According to Phillips, these strategic business partners employ a direct workforce of approximately 776 employees, who are 99% Namibian citizens, for their operations at Namdeb’s southern coastal mines.
“These companies significantly contribute to livelihoods in the Oranjemund town through the construction of accommodation for some of their staff and their local spend in the town and the region,” the mining giant’s commercial manager said.
“Namdeb is pleased to note that the majority of its skills and competencies are derived from the Namibian soil, with minimal specialised skills from beyond our borders.

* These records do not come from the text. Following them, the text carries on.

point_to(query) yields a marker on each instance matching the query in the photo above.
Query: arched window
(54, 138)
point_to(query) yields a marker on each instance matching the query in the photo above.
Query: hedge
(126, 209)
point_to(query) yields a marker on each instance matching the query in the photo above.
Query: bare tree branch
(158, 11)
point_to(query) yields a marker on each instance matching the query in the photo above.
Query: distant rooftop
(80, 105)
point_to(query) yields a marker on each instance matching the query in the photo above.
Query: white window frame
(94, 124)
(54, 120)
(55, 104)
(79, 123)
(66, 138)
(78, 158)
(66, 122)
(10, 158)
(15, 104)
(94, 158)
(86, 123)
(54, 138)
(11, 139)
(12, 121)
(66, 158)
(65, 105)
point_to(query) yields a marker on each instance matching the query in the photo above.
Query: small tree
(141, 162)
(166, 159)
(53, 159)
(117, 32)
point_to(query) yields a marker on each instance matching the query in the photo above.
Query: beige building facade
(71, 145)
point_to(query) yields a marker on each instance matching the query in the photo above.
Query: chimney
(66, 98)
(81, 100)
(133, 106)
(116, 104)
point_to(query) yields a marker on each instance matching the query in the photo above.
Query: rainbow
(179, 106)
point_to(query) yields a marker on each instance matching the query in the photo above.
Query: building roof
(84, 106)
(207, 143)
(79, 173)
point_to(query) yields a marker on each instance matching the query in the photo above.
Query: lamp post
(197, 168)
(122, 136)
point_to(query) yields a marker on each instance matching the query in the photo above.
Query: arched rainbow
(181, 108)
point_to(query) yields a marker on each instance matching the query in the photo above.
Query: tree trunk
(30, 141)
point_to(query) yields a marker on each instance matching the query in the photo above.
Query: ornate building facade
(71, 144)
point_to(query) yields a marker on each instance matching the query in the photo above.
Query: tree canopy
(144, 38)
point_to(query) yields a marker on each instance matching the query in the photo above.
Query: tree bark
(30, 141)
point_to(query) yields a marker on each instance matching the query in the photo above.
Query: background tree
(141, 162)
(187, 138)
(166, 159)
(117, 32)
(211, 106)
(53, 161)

Initiatives are in place to develop in-house capacity for certain specialised services.” Phillips noted.
“Namdeb has also managed to influence the establishment of Namibian service providers for repairs and maintenance,” he added.
“A large number of companies have been suppliers of Namdeb since its establishment in 1994, and it would be unfair to list only a few among them,” he said.
As an example that shows the company’s commitment to supporting the local economy and contributing towards the social impact, he said Namdeb started procuring bulk fuel through Lüderitz and Walvis Bay in 2022, as an alternative to the previous practice of getting supplied from South Africa.
“The change was implemented successfully after various engagements with our strategic business partner, Vivo Energy Namibia, and other key stakeholders,” Phillips said.
“Numerous benefits were derived from procuring locally, which include quicker logistical turn-around times and reduced cost for transporting fuel. Consequently, the decision positively impacted the local economy by creating employment opportunities for locals by relocating the transporter’s fuel operations to Rosh Pinah and Lüderitz,” he elaborated.
According to him, Namdeb has managed to influence the sourcing of goods and services that were previously supplied by South African companies by the establishing of Namibian companies due to its long-term plan.
“This includes the supply of certain specialised goods and services.”
In terms of helping the ‘little guy’, Namdeb focuses on obtaining goods and services that can be supplied by small- and medium sized enterprises (SMEs), mainly from suppliers based in Oranjemund and the //Karas Region, the commercial manager said.
“These supplies mostly include the provision of construction, repairs and maintenance.”
Namdeb supports more than 200 regular suppliers. Its standard practice is primarily to conduct public enquiries that are published on various publicly available platforms to provide a fair and transparent opportunity for new Namibian suppliers.
“We develop opportunities for new local suppliers by investing in the OMDIS Town Transformation Agency, a special vehicle established by Namdeb to drive economic transformation in conjunction with the Oranjemund town council and other stakeholders. OMDIS focuses on entrepreneurship and SME development by providing support to existing and new business through various programmes,” Phillips explained.
Some SMEs that have completed the programmes with OMDIS have been added to the Namdeb supplier database and are currently provide
According to Phillips, Namdeb prides itself on doing business with entities that conduct themselves ethically and responsibly.
“We expect our suppliers to be compliant with applicable Namibian laws and regulations, Namdeb policies, as well as meet site specific requirements and other supply conditions. We expect suppliers to align with our belief that it is our responsibility to protect the safety and health of their workforce; protect the environment; respect labour and human rights; contribute to thriving communities; and conduct business fairly and with integrity,” he said.
Namdeb’s long-term plan was officially approved by the board of directors in October 2021, yielding a 20-year life-of-mine extension. The initial implementation phase of the long-term plan involves a production ramp-up during the first two years of the 20-year life of mine.
A five-year, 5% royalty remission was agreed to by government in 2021, enabling re-investment in new equipment and infrastructure projects
Namdeb considers this a key contribution the Namibian government has made, as a shareholder, to ensure the extension of operations to 2042.